Embed Python via PyO3. The path most ETL tools have taken. Rejected because:

  • Binary balloons (CPython is ~30 MB; total install with NumPy/Pandas dependencies pushes past 200 MB).
  • Sandboxing is hard — Python’s import system is global and reaching for os is one line away.
  • Author experience requires the runtime user to have a matching Python; either Hakiri ships Python (huge) or fails on mismatched versions.
  • GIL serializes per-process; parallelism story degrades.

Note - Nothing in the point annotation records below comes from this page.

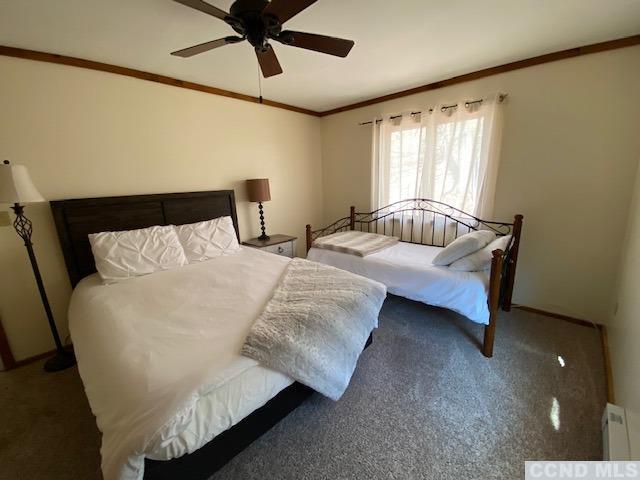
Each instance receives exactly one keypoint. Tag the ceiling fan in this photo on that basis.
(259, 21)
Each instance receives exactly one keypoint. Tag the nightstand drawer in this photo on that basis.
(279, 244)
(285, 249)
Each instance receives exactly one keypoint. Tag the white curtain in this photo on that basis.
(445, 154)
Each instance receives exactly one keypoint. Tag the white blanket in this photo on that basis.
(406, 270)
(316, 325)
(152, 349)
(355, 242)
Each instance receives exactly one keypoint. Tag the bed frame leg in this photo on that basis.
(309, 239)
(493, 301)
(517, 231)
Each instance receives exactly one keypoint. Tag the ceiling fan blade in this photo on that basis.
(283, 10)
(205, 8)
(319, 43)
(205, 47)
(268, 61)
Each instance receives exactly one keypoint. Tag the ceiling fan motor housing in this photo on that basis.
(258, 28)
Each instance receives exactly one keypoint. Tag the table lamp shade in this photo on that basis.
(16, 185)
(259, 190)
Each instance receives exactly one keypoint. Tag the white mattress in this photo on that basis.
(159, 356)
(406, 270)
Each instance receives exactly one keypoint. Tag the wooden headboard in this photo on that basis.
(76, 219)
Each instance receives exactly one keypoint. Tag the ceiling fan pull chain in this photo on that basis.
(260, 83)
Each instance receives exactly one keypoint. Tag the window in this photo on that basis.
(449, 156)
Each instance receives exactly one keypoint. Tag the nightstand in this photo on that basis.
(279, 244)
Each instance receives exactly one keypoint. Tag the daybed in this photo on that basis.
(424, 227)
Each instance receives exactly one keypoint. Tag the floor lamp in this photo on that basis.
(17, 188)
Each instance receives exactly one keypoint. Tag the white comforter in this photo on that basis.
(406, 270)
(152, 349)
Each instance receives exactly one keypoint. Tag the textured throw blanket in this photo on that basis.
(316, 325)
(355, 242)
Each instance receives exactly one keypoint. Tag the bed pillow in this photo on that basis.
(463, 246)
(205, 240)
(481, 260)
(131, 253)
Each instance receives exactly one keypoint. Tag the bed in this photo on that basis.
(424, 227)
(153, 384)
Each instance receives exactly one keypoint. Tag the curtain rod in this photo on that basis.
(444, 108)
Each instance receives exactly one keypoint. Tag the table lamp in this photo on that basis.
(17, 188)
(259, 192)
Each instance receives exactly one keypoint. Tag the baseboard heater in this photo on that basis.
(620, 434)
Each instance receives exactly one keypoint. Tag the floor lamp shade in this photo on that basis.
(258, 189)
(16, 185)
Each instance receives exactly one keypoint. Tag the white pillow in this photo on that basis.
(131, 253)
(463, 246)
(481, 260)
(204, 240)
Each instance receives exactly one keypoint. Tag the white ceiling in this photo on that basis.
(400, 44)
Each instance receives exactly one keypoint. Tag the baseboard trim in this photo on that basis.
(34, 358)
(604, 341)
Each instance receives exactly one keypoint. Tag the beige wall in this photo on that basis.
(84, 133)
(624, 328)
(569, 155)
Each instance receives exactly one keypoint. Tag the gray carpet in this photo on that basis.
(424, 403)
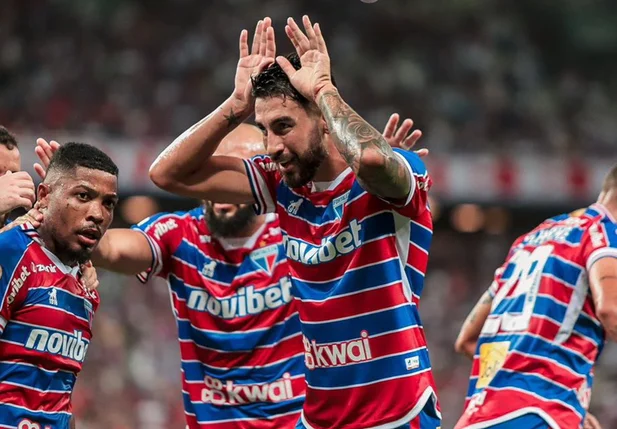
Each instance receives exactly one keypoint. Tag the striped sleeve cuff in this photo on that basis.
(157, 260)
(596, 255)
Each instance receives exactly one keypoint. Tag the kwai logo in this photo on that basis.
(218, 392)
(331, 247)
(17, 283)
(71, 346)
(265, 258)
(163, 228)
(246, 301)
(337, 354)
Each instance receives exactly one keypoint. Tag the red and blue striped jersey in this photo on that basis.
(45, 324)
(357, 264)
(239, 331)
(542, 338)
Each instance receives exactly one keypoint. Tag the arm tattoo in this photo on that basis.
(232, 119)
(353, 136)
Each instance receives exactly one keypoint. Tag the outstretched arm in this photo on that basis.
(365, 150)
(124, 251)
(187, 166)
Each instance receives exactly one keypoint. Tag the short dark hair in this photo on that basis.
(610, 181)
(7, 139)
(273, 82)
(73, 155)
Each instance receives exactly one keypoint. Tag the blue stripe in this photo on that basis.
(19, 333)
(535, 346)
(421, 237)
(66, 301)
(13, 245)
(384, 321)
(352, 281)
(239, 341)
(11, 415)
(308, 211)
(196, 371)
(224, 273)
(555, 310)
(555, 267)
(36, 378)
(366, 372)
(258, 410)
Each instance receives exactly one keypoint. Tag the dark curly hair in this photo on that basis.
(273, 82)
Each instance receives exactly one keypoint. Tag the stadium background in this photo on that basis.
(517, 101)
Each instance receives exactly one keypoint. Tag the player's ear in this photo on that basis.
(43, 192)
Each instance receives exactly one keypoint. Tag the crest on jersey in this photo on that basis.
(208, 269)
(339, 204)
(89, 311)
(53, 296)
(265, 258)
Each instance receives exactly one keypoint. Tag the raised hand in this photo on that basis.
(401, 137)
(252, 63)
(16, 190)
(314, 75)
(45, 151)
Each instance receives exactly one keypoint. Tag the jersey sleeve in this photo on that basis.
(600, 242)
(164, 233)
(13, 274)
(264, 178)
(416, 201)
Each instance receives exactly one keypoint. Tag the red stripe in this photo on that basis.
(499, 403)
(257, 357)
(34, 400)
(284, 422)
(361, 407)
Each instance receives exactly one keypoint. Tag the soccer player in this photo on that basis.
(355, 224)
(46, 311)
(537, 332)
(16, 187)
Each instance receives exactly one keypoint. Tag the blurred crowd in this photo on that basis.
(476, 75)
(131, 378)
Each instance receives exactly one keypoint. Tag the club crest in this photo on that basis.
(265, 258)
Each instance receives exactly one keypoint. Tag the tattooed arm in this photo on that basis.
(603, 284)
(365, 150)
(470, 331)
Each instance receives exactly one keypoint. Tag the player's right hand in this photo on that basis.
(254, 62)
(45, 151)
(401, 137)
(16, 190)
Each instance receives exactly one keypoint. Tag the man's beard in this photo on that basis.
(308, 164)
(229, 226)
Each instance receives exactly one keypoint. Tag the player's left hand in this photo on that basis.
(45, 151)
(314, 74)
(34, 216)
(591, 422)
(400, 136)
(89, 278)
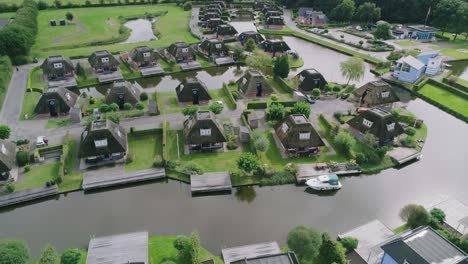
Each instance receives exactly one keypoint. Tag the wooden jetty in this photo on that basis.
(234, 254)
(27, 195)
(95, 180)
(210, 182)
(119, 249)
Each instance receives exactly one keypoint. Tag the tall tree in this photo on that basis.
(344, 11)
(368, 12)
(353, 69)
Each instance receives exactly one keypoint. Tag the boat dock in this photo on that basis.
(100, 179)
(27, 195)
(210, 182)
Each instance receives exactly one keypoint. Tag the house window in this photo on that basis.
(367, 123)
(100, 143)
(284, 127)
(304, 136)
(405, 67)
(205, 132)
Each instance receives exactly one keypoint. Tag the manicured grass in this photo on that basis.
(143, 149)
(161, 249)
(57, 122)
(405, 43)
(29, 103)
(446, 98)
(72, 41)
(38, 176)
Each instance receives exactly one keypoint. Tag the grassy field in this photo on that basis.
(38, 176)
(102, 24)
(448, 99)
(143, 149)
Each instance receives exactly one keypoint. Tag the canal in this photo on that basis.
(252, 214)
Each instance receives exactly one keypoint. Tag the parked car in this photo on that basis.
(41, 141)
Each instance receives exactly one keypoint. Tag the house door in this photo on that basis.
(195, 99)
(259, 88)
(121, 100)
(52, 105)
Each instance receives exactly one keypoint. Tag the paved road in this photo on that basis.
(292, 25)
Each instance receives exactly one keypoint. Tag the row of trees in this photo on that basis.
(17, 38)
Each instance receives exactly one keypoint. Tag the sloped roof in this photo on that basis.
(248, 83)
(203, 120)
(376, 93)
(64, 99)
(7, 155)
(114, 136)
(289, 129)
(378, 122)
(185, 89)
(424, 245)
(130, 91)
(412, 61)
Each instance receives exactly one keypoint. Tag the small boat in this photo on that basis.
(324, 183)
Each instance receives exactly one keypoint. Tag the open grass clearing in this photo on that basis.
(143, 149)
(446, 98)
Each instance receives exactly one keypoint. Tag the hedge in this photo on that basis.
(257, 105)
(229, 94)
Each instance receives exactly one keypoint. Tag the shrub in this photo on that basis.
(114, 107)
(22, 158)
(139, 106)
(143, 96)
(127, 106)
(349, 243)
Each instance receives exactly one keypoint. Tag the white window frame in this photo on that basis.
(205, 132)
(304, 135)
(367, 123)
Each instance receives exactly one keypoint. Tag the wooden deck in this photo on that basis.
(99, 179)
(27, 195)
(250, 251)
(210, 182)
(119, 249)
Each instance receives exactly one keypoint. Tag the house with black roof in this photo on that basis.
(123, 92)
(310, 79)
(254, 84)
(103, 140)
(202, 132)
(58, 68)
(192, 91)
(422, 245)
(246, 35)
(376, 94)
(55, 102)
(380, 123)
(297, 136)
(103, 62)
(7, 158)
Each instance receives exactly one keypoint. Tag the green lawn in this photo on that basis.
(143, 149)
(161, 249)
(29, 103)
(38, 176)
(446, 98)
(73, 40)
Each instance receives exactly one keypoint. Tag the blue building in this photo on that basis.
(409, 69)
(421, 246)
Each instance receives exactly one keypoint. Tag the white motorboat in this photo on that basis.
(324, 183)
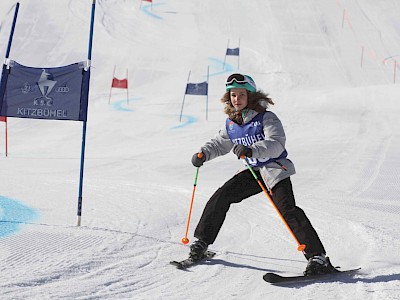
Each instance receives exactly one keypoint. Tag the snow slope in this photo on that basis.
(340, 117)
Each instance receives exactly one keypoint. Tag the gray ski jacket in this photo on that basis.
(271, 147)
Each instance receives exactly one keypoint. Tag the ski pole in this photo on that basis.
(300, 247)
(185, 240)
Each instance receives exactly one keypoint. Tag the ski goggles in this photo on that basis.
(240, 81)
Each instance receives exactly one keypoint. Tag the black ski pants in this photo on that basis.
(242, 186)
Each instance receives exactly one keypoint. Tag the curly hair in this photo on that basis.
(257, 101)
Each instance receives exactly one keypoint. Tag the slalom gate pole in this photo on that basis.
(300, 247)
(185, 240)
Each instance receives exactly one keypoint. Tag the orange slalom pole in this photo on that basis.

Embed JavaScript via deno_core / Boa / QuickJS. Smaller than Python but still substantial:

  • deno_core adds ~15–25 MB and pulls V8 (largest contributor to binary size in the embedded-JS world).
  • QuickJS is small (~1 MB) but slow for data-shaped workloads.
  • Same sandboxing concerns as Python.
  • Author ecosystem is real but smaller than Python’s for data work.

DataFusion as the engine instead of Polars. Also a Rust-native Arrow-aware query engine. Genuinely viable:

  • DataFusion is more SQL-shaped; Polars is more dataframe-shaped. Our authors are dataframe-shaped (Python/Pandas/Polars community), not SQL-as-an-API.
  • Python and TypeScript bindings for Polars exist and are widely used; DataFusion’s Python binding (datafusion-python) is newer and the TS binding does not exist.
  • DataFusion’s optimizer is excellent; Polars is closer to the user-authoring metaphor.
  • We can revisit if a substantial subset of authors prefers SQL transforms over expressions — DataFusion would slot in alongside Polars, not replace it.

Custom expression DSL. Build our own narrow expression language with a typed AST. Rejected:

  • Teaches a new language for marginal benefit.
  • Loses Python/TS ecosystem familiarity.
  • Doubles the documentation surface.

Stay minimal (just select/rename/cast/filter). Rejected because it pushes every team into writing connectors-that-transform or maintaining a parallel transformation tool — the worst of both worlds.